Friday, 4 July 2008

pne: A picture of a plush toy, halfway between a duck and a platypus, with a green body and a yellow bill and feet. (Default)

This morning I was giggling like a little schoolboy.

Why? I had asked a question in the Romansh Wikipedia (six [short] paragraphs!) yesterday and felt that I had managed to produce something that was, if not idiomatic, at least comprehensible. I felt totally proud of myself for achieving that much after only having had contact with the language for—what, two weeks or so?

What definitely helped, of course, was the availability of an online German–Romansh dictionary, which even provides conjugation tables for each verb lemma—faster than looking up in a paper dictionary.

Then this morning, I found that I had received an answer. Yay! I had been understood!

And what's more, I understood the response! And I only had to look up a handful of words.

Here it really helps that Romansh is a Romance language, so you (well, I) can understand quite a bit just from the cognates with languages I already know, such as French and English.

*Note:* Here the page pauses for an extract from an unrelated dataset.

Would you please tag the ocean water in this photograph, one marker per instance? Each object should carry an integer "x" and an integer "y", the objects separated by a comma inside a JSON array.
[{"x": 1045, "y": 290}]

For example, "consequenza" or "differents" I don't have to look up, and I doubt most readers of this entry would, either.

I think this ease of recognition gives Romansh a pretty low barrier to entry for me compared to many other languages: if you can more easily read texts in it, you feel more accomplished than if at first you can only read "See Spot run" because of the gigantic vocabulary barrier.

Anyway, the whole thing left me all giggly and happy and accomplished, and feeling all clever.

Leap second

Friday, 4 July 2008 10:52
pne: A picture of a plush toy, halfway between a duck and a platypus, with a green body and a yellow bill and feet. (Default)

Whoohoo!

At "long last"[*], there'll be a leap second again this year at the end of December, according to the email I just received!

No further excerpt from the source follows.